China’s Foreign Minister Wang Yi has cautioned against “groundless speculation” in the case of five missing people who all worked at a Hong Kong–based publishing company specializing in works highly critical of Chinese leaders.
Speaking at a press conference in Beijing on Tuesday, Wang also said that one of the missing individuals, 65-year-old British citizen Lee Bo, was “first and foremost a Chinese citizen.” U.K. Foreign Secretary Philip Hammond shared the podium with Wang at the press conference, and expressed “deep concern” over Lee’s disappearance, the South China Morning Post reports.
Lee is the latest member of Mighty Current Media — which specializes in popular but lurid and reportedly defamatory works on Chinese Communist Party officials — to have vanished since the company’s owner failed to return from a holiday in Thailand last October.

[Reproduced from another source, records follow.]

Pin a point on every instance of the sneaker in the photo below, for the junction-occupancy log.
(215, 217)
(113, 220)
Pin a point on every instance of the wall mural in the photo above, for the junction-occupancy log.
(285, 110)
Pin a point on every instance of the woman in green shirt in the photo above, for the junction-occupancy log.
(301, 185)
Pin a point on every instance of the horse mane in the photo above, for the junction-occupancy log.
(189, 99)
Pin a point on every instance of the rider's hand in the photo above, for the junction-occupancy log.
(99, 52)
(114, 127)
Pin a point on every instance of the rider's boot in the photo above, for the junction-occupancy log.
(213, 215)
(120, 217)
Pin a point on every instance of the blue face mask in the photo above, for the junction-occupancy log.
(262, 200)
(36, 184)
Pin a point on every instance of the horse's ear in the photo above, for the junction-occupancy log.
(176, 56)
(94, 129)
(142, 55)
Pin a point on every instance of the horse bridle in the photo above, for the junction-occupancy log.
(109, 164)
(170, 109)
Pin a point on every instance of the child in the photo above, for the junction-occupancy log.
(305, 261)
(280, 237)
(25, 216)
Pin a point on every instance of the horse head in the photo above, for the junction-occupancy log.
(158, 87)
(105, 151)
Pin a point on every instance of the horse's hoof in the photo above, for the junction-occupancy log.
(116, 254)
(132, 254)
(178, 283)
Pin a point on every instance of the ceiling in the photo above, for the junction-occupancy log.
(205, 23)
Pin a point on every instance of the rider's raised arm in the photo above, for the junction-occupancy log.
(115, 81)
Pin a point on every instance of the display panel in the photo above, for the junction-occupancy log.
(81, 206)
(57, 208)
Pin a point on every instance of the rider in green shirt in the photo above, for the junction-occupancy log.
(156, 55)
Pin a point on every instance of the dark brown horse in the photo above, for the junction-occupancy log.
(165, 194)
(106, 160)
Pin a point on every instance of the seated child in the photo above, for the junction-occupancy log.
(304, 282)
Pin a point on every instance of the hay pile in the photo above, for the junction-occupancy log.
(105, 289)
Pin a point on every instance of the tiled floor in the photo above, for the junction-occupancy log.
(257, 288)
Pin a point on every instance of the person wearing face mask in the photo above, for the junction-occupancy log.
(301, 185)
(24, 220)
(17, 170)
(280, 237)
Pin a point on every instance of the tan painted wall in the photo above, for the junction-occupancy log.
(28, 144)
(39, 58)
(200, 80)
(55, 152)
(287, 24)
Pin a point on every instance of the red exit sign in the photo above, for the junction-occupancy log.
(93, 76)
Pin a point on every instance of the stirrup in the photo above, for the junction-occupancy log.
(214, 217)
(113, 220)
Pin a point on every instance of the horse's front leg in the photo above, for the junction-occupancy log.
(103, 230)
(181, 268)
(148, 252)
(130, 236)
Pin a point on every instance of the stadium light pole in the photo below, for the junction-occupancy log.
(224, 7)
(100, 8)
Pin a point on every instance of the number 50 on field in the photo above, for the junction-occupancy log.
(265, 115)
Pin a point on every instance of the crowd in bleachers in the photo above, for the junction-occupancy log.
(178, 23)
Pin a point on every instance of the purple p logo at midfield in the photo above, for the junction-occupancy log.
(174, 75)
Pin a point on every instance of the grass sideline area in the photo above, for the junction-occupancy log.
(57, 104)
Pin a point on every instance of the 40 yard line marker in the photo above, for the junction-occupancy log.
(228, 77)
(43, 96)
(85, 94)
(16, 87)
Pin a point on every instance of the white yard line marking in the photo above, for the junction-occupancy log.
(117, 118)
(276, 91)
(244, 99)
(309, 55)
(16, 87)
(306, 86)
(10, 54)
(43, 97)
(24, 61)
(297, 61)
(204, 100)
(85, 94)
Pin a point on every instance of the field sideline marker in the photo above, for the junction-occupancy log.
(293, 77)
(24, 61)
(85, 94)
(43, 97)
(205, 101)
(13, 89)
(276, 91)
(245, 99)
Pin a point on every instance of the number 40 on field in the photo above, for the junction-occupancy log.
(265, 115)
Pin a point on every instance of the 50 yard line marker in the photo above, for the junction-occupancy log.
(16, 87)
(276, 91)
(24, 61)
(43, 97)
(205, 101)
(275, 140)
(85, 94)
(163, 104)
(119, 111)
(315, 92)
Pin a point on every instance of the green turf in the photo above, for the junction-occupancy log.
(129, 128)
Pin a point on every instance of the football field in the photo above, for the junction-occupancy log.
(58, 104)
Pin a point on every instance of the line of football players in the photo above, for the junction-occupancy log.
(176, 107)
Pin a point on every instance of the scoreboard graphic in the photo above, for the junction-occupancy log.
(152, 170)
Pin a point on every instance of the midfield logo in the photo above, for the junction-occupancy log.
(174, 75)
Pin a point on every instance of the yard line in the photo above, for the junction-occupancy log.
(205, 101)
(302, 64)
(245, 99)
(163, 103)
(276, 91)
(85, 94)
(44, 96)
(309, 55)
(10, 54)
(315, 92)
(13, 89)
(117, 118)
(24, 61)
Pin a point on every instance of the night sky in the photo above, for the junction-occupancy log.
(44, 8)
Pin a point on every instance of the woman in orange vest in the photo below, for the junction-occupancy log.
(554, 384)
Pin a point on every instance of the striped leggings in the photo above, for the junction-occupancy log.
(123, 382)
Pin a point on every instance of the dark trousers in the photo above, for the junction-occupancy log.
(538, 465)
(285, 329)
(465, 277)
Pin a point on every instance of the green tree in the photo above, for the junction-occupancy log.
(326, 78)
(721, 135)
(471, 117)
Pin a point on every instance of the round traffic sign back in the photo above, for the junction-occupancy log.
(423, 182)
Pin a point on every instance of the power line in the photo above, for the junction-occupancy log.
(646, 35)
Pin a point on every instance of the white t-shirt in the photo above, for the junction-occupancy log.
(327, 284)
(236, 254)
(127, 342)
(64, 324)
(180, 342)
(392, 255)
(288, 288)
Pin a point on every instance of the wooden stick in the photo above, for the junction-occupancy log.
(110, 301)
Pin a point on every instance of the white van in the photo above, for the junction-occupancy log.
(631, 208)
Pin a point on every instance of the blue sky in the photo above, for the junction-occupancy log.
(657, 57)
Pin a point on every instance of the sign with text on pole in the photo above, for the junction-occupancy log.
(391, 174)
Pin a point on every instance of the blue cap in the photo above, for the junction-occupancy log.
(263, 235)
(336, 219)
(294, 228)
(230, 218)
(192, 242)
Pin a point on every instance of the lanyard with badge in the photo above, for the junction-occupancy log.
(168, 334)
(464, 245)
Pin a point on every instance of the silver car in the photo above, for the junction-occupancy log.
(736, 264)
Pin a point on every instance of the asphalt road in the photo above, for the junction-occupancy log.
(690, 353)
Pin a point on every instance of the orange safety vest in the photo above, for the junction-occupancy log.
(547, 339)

The company’s general manager and two other staff members are also missing.
It is being widely speculated in Hong Kong that Lee has been abducted by mainland Chinese agents. Taiwan’s official Central News Agency reported that he faxed a message to a colleague saying that he had made “his own way” to China to take part in an unspecified investigation and that it would be “some time.” There is no official record of him leaving the city, but his wife Sophie Choi verified the handwriting on the fax as her husband’s, the Post says.
If Lee has been taken to the mainland, his case would constitute a flagrant and unprecedented breach of the autonomy that Beijing promised Hong Kong upon the former British colony’s return to Chinese sovereignty in 1997. The case has caused deep alarm in a city where, unlike other parts of China, freedom of expression and the rule of law are cherished rights.